2. Learning About Anxiety

Read the following flashcards to learn more about anxiety. You can do this by hovering over the flashcard.

Once you are done, you can test yourself! Turn the flashcards around and see if you can repeat some of the points you just learned.

What is anxiety?

Anxiety is a natural reaction. We all get anxious from time to time – like if we have to talk in public or take an exam. This short-term type of anxiety is useful. It makes us feel more alert and improves our performance. 

Anxiety lies on a spectrum. On one end are the normal anxieties we all experience, on the other is when anxiety stays at a high level for a long time making it difficult to get on with life. 

Unhelpful anxiety occurs when symptoms become too extreme, last too long or are triggered for no reason, potentially resulting in anxiety disorders that require treatment.

What are the symptoms of anxiety?

Most people can relate to physical symptoms of anxiety. For example, shallow breathing, sweating, fast heart rate, dry mouth and shaky legs.

Early symptoms of anxiety include anxious thoughts (predicting the worst, overthinking, racing thoughts that are usually scary), difficulty concentrating and feeling frightened, panicky and tearful.

Anxiety can result in certain behaviours. Having anxious thoughts and feelings often lead to anxious behaviours like avoiding things that create anxiety, getting agitated easily, and getting into arguments or fights more often.

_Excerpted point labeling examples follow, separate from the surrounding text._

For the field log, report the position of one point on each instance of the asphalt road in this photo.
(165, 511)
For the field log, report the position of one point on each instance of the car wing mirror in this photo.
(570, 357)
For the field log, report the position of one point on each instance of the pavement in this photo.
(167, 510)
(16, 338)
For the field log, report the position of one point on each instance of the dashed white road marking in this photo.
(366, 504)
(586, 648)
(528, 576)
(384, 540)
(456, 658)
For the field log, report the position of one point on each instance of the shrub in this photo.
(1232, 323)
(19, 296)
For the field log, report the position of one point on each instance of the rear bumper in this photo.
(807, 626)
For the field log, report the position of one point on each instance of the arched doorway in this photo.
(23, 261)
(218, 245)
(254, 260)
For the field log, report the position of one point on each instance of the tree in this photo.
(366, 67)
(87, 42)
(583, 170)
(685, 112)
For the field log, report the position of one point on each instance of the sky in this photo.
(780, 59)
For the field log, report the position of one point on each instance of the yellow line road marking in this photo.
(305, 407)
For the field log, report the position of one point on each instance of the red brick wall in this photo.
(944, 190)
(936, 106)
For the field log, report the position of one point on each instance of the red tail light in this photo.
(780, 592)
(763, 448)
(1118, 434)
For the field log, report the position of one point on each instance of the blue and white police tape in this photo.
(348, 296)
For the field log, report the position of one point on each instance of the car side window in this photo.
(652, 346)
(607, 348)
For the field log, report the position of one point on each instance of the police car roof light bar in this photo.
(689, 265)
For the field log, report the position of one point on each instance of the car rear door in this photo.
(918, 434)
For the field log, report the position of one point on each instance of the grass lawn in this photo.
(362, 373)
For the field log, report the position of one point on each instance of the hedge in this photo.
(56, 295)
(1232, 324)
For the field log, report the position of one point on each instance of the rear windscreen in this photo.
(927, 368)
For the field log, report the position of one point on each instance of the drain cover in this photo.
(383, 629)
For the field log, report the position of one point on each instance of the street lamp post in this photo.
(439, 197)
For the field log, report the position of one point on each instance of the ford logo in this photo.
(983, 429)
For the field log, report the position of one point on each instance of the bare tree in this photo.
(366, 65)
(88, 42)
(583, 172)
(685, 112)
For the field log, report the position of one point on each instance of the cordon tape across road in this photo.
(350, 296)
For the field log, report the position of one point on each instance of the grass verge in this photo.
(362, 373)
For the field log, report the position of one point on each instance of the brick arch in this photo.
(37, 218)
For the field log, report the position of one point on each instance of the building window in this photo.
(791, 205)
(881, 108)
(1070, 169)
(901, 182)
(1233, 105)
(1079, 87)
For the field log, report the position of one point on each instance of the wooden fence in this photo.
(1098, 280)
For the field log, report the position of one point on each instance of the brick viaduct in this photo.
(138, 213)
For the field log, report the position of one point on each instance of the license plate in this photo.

How can we manage unhelpful anxiety?

Anxiety responds really well to psychological treatment especially one called Cognitive Behavioural Therapy (CBT). This treatment focuses on helping change anxious thoughts and behaviours to bring about change. It’s rare to take medication to help with anxiety.

Cognitive Behavioural Therapy includes learning to manage the symptoms of anxiety – physically through breathing and relaxing in special ways and mentally through identifying the thoughts that make you anxious and facing doing things either too much or too little. A GP can help in accessing CBT and there is also online help and apps.

You can also try the Clear Fear app, which uses Cognitive Behavioural Therapy principles. Clear Fear can help you identify anxious thoughts and make change. You can set yourself some goals to face your fear, one step at a time to help change anxious behaviours or learn to relax and calm through breathing, mindfulness exercises or by enjoying the gifs, jokes or inspirational quotes and people.